If you guessed zero you would be right.
Consider the right-hand side of this line.
i has the value 5 and j has the value 10 so you *might* think that i divided by j
has the value one half [reveal double half = 0.5]
so that when this value is assigned to the integer variable k,
the fractional part is truncated leaving the value of 0 in k.
That would produce the correct 0 output, but that's NOT what's going on.
Instead of assigning i divided by j to an integer variable k, let's assign it to
a double variable d.
Now what are you expecting to be printed?
Hmmm -- was that what you were expecting? Let's break it down carefully.
On the right-hand side of this line
integer i is divided by integer j and the result of that expression has a value
*and a type*. The important rule here is that the type of the result of an
expression depends on the operator (in this case the slash for division) and the *type*
of the operands (in this case both integers.) In C, when we perform division on two
integers the type of the result is integer.

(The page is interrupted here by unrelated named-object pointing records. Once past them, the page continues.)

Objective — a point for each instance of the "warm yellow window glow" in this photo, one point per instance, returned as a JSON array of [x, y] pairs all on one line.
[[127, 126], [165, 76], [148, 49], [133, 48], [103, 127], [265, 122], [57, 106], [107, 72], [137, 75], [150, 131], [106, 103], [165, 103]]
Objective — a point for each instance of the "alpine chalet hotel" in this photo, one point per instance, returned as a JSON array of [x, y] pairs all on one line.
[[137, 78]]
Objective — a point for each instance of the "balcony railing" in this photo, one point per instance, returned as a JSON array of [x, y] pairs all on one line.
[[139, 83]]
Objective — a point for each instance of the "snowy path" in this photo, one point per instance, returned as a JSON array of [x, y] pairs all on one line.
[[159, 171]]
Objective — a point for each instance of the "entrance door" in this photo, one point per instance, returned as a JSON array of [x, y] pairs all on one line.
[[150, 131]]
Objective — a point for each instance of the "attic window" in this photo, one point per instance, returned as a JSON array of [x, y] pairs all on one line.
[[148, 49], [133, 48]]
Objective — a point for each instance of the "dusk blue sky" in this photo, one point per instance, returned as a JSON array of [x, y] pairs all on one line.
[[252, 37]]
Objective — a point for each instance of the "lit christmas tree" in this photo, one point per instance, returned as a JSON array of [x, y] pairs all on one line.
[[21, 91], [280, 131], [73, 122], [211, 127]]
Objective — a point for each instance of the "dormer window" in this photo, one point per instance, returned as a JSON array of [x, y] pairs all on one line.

I'll say that again because it is bound to
trip you up at some point in your C-programming career. When you divide an integer
by an integer, the type of the result is integer ... and this doesn't depend at all
on the specific values you're dividing or the variable you're storing into.
So in our program the result of dividing the integer 5 by the integer 10 is the integer 0 --
NOT the floating point value 0.5. So in this line, the double variable d is being assigned
the integer value 0.
So how could we get a floating point result from dividing two integers? Surely we
are going to need this regularly in our programs.
Well suppose we changed one of the operands in our division (either the numerator or
the denominator) to be a double. Let's pick the numerator but either would work fine.
Now we see that k remains 0 while d now has the value 0.5. The type of the result of
dividing a double by an integer is a double -- but as we speculated earlier, if you don't have
the correct value to store it in, it won't matter.
But this solution isn't going to work for us all the time. Maybe we have other good
reasons for wanting i to be an integer. Perhaps it represents something that can't
have a fractional value. It would be bad practice to use a double for i just so that
we could later divide and get a double result. Let's put i back to what it should be.
Instead we can tell the compiler to convert i to a double within this
expression before doing the division operation. Let's copy the lines so you can see both versions.
We put the type name (double) in parenthesis before i
is referred to as "casting" i to a double. It doesn't change i's representation
in memory but uses the double representation while evaluating the rhs expression.
Let's run our code. We see that (double) i -- that's like 5.0 divided by integer j
(10) gives us a double result 0.5 and then when we assign that to d, we keep the
fractional piece.
In summary, when you're doing arithmetic, you need to consider both (1) the location where
the result will be stored as well as (2) the type of the expression being
computed
If you want the result of an arithmetic expression
to be of a different type than the values used to compute it, you'll need to add a cast.